The Greenwich Village Block Associations is a community wide coalition dedicated to preserving and improving the quality of life for residents of our historic neighborhood. As part of our mandate we support improvements to our parks and playgrounds. Recently, The New York Times and The Villager have published articles about a BID/New York City Parks Department proposal for the north end of Union Square Park that cause concern, particularly since no Greenwich Village or Chelsea community organization has been consulted about this plan.

Union Square, which has been designated a National Historic Landmark, is uniquely situated at the junction of several communities: Greenwich Village, Chelsea, the Flatiron District, the Gramercy-Stuyvesant area and the Lower East Side. Union Square’s historic role as a “soapbox” site and the presence of its nationally known Greenmarket make this a destination park for tourists as well.  Indeed, in the opinion of many in the “food community,” the Union Square Greenmarket was a major impetus for the American style food revolution that has influenced the “kitchen arts” throughout the world.  Ruth Reichl’s last column as The New York Times food editor detailed this culinary contribution.
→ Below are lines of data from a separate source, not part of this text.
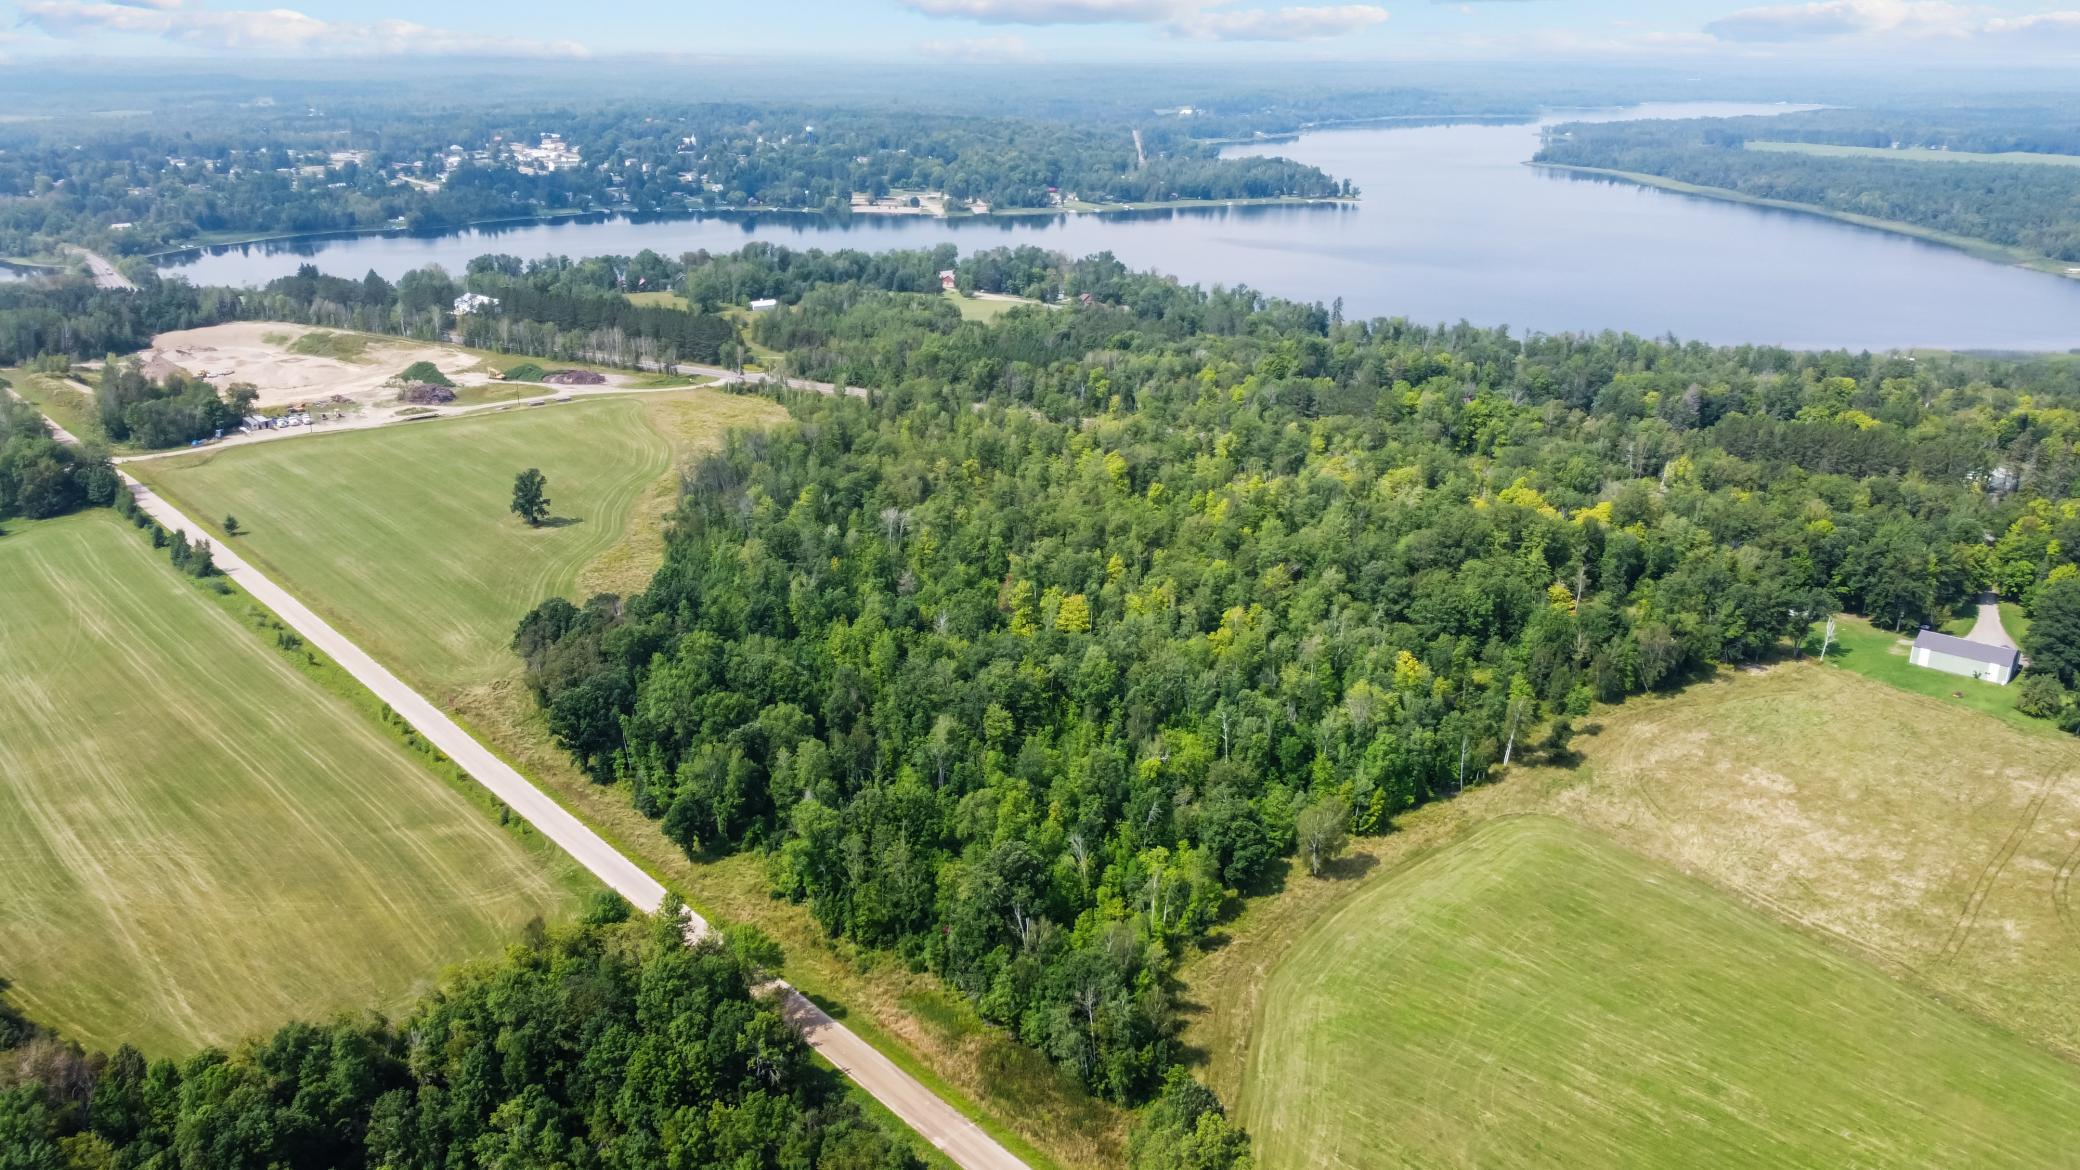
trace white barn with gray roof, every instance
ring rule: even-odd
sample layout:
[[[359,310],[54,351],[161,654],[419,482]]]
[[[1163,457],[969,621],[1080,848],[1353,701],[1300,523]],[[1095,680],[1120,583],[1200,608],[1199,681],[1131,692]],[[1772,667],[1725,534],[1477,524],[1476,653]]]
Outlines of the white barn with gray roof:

But Union Square is primarily a critical and cherished recreational spot for the surrounding community that includes the burgeoning residential population – with lots of small children – and neighborhood businesses, many of them purveying food.  A part of the city that used to be a “dead” spot in the evening is bustling and brightly illuminated, thanks in part to more than 100 restaurants and cafes within a two square block radius of the park.  An additional restaurant, particularly a private dining facility that consumes a section of Union Square Park, runs counter to public policy and is unnecessary and undesirable.

Three-and-a-half acre Union Square Park is heavily used and frequently overcrowded; reducing the available recreational space by ceding it to a private use is not in the public interest. While paying customers are comfortably seated in the summer restaurant that has operated there for the past few years, other park users who want to take a break in Union Square — perhaps, with food purchased elsewhere — are often unable to find a seat on a bench and must sit on the ground.  

The GVBA is sensitive to the city’s fiscal restraints, but we are dismayed that the Park’s Department is routinely under-funded to such an extent that it must continually search for additional revenue.  Our parks should not be regarded as assets that can be leased to increasingly crass commercial enterprise and vulgar public relations stunts.

The proposed playground expansion should not be held hostage to a commercial venture. Union Square Park currently does not permit mobile food vendors within its confines.  We suggest that the Parks Department should explore the financial benefits of allowing a reasonable number of these venders into this park as it has elsewhere.  While the GVBA endorses the improvement and expansion of Union Square’s playgrounds, we do not believe that such renovations should be contingent upon permitting a restaurant to annex a section of our public space.